Les Catholiques ne doivent jamais se laisser traiter d’idéologues. Les idéologues, selon Eric Voegelin, s’emploient à « façonner la réalité selon un schéma d’idées reçues préexistantes. » Leurs auteurs sont convaincus que lorsque les éléments de leur vision idéologique du monde sera mise en œuvre par des élites messianiques, la société deviendra un paradis temporel harmonieux – en d’autres termes, le ciel sur la terre.
Les Catholiques n’ont – et ne doivent avoir – rien à voir avec cela, en attendant la Seconde Venue (du Christ-Messie).
Les idéologies sont filles des Lumières dont les représentants rendaient un culte au progrès et étaient persuadés que l’humanité grandissait chaque jour et, en raison des avancées de la science et de la technologie, finirait par atteindre la perfection humaine.
La foi dans l’inéluctabilité du progrès tire ses origines de certaines hérésies chrétiennes, mais fut propulsée en avant par la philosophie cartésienne. René Descartes (1596-1650), père du rationalisme et de la géométrie, recherchait une méthode avérée pour parvenir à la certitude dans tous les domaines grâce à l’usage du simple raisonnement mathématique à l’exclusion de toute expérience religieuse, traditionnelle ou historique.
Pour mettre en oeuvre cette méthodologie, les Lumières devaient éliminer ce qui était perçu comme le principal empêchement au progrès – l’Eglise Catholique Romaine. Selon l’historien Christopher Dawson, les intellectuels des Lumières « regardaient la religion, et par-dessus tout le christianisme, comme le pouvoir occulte qui entravait et faisait reculer l’esprit humain sur la voie du progrès et du bonheur.

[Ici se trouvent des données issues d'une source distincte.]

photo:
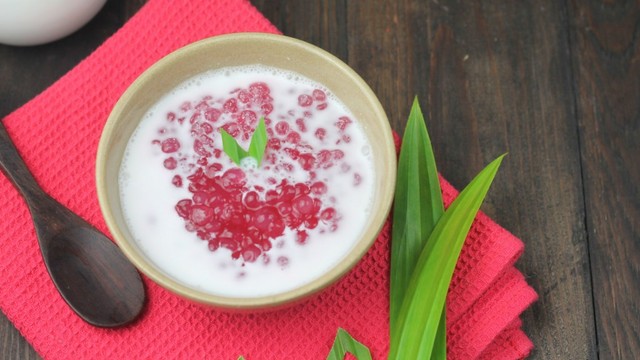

Le développement des religions historiques leur apparaissait comme une chronique monotone de mensonges et de cruautés. »
Antoine Destutt de Tracy (1754-1836) porte, peut-être plus qu’aucun autre, la responsabilité d’avoir délibérément érigé ce qu’il a appelé idéologie en opposition à l’Eglise dans le but de faire de l’homme, et non de Dieu, la mesure de toutes choses. Pour lui, l’idéologie était une branche de la zoologie, l’homme n’étant rien de plus qu’un animal (et non une personne dotée d’une âme). Pour cette raison, il croyait qu’un système moral pouvait être établi sans l’aide de la révélation ou d’une autorité ecclésiastique, sur la seule base du sentiment brut. Les disciples de Destutt de Tracy, qui se sont appelés eux-mêmes Idéologues, ont apporté leur soutien au coup d’État de Bonaparte en 1799.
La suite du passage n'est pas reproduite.